March 01, 2007
South African Ostrich Wings!
A friend of mine who is lucky enough to tote his wireless work around the world, has set up temporary shop in South Africa for the last few months. While he sends great photos of wildlife caught in spontaneous moments of hilarity (a baby bamboo raiding his glove compartment and making off with his lunch), poignancy (a pride of lions walking at nightfall with a baby lion), and terror (a literal army of angry-looking ostriches headed towards his lens--see picture!), I've really been on him to give me some insight into the food scene. Though he's been living mostly in Cape Town and its environs, he hasn't been doing much bar and restaurant hopping. However, he did mention one restaurant--and some dishes--that stood out to him.
In Mossel Baby, a pretty low-key waterfront town along the "garden route" (a 200-mile stretch of beach towns on the Western Cape of South Africa that attract both tourists and Cape Town denizens), he claims to have eaten his best meal at Jazzbury's restaurant. Before I get to the food, I'll say that the place does indeed look pretty jazzy. It's in an old stone house on the town's main street (rather rustic), but inside is thoroughly elegant with burnt orange walls, hardwood floors, sumptuous drapes, high ceilings, and fine table linens. There's an outdoor patio for alfresco dining and, as the name hints, live jazz.
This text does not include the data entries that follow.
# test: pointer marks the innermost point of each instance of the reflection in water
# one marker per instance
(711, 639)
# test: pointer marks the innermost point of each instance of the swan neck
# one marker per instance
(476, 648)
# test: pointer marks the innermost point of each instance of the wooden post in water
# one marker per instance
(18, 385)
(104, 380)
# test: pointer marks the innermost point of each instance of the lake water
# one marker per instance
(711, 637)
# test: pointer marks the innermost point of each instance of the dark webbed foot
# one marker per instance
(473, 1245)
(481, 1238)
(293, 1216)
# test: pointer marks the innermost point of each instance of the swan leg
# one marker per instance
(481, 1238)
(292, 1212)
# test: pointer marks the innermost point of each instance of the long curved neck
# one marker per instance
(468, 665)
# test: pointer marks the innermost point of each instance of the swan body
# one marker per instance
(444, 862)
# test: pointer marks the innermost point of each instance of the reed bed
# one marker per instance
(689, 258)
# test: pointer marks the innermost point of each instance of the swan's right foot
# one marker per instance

The restaurant specializes in a typical South African meat: ostrich. Though this bird (that does not taste like chicken!)can sometimes be seen here on menus in the U.S., my friend claims that the Ostrich wings are a South African specialty, and I've never come across them here. Marinated with oyster sauce, chili, ginger, honey, and char-grilled, he says they are finger-lickin' good here. Other ostrich dishes on the menu include fried ostrich liver singed in butter and brandy, ostrich carpaccio and Biltong (dried, cured meat), ostrich fillet, and a mixed ostrich grill (sausage, fillet, liver, and wings)!
Though the wings were his hands down favorite, he also mentioned the Karoo lamb shank, marinated and slow-cooked with sun-dried prunes, grated ginger, and Calitzdorp port and the Cape Brandy Pudding (the only South African dessert he's truly enjoyed). What also seems interesting about this restaurant is its wine list, featuring bottles from the Klein Karoo winelands, an area that specializes in port production (hence the generously port-marinated dishes on the menu I suppose).
But lest we not forget we're in a beach town, there's lots of seafood too, like line fish of the day and black prawns in peri-peri sauce.
If you're planning a trip to South Africa anytime soon, and think you'll do the "Garden Route," this restaurant seems like a good introduction to regional specialties with gourmet preparation. Oh, and FYI, my friend also claims that the best part of the garden route are the 10 miles inland; most beautiful, unspoiled, and tourist-free.